Because the lesions can superficially resemble other skin conditions, including common warts, fungal infections, or seborrheic dermatitis, it is not unusual for EV to go unrecognized for years, particularly in mild cases or in regions where the condition is unfamiliar to local clinicians.
Treatment Options
There is no cure for EV. Treatment focuses on managing the skin lesions and preventing or catching cancer early. The approaches fall into a few categories.
- Retinoids: Oral retinoids (vitamin A derivatives) are the most commonly used systemic treatment. They can flatten and reduce lesions, with some patients experiencing dramatic improvement. However, lesions often return when the medication is reduced or stopped, so long-term use may be necessary.
- Physical removal: Cryotherapy (freezing), laser treatment, and surgical removal can address individual lesions, particularly those showing precancerous changes. These methods treat the lesion itself but do not prevent new ones from forming.
- Immune-boosting therapies: Topical creams that stimulate the skin’s local immune response, as well as injectable interferons (proteins that help the body fight viruses), have been used in combination with retinoids. Results vary.

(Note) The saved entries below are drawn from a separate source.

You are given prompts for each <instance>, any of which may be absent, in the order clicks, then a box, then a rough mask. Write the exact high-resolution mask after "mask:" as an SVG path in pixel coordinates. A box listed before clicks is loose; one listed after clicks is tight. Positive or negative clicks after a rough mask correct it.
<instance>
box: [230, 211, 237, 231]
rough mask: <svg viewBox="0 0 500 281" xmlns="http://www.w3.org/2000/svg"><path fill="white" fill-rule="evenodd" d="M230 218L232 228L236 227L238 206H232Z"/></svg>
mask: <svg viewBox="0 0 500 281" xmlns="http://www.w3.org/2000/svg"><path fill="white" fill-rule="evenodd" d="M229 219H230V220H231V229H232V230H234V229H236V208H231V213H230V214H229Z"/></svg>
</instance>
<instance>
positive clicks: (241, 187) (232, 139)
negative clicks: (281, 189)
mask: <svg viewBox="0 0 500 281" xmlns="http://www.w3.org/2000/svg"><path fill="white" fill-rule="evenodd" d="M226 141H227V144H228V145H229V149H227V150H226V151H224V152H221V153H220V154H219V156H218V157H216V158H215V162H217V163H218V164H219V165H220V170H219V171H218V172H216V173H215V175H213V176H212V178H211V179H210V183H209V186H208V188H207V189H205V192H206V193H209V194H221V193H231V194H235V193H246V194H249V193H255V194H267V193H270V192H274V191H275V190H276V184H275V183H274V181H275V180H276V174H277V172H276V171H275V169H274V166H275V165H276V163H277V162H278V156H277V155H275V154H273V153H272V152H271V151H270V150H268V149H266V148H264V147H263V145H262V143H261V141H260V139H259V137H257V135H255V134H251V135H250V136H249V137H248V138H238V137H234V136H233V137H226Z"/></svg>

- Sun protection: Because UV exposure both worsens lesion development and drives the progression toward cancer, consistent sun protection is a cornerstone of management. This means daily sunscreen, protective clothing, and minimizing time in direct sunlight.
Living With EV Long Term
EV is a lifelong condition. The lesions that appear in childhood persist and new ones continue to develop over time. For many patients, the daily reality involves managing visible skin changes that can affect self-image and social interactions, alongside the practical demands of ongoing skin surveillance and treatment cycles.
The prognosis depends largely on how well skin cancer risk is managed. With consistent monitoring and early treatment of any cancerous changes, many people with EV live full lives. The greatest danger comes from undetected squamous cell carcinomas, particularly in sun-exposed areas, which is why regular dermatological follow-up is essential from an early age.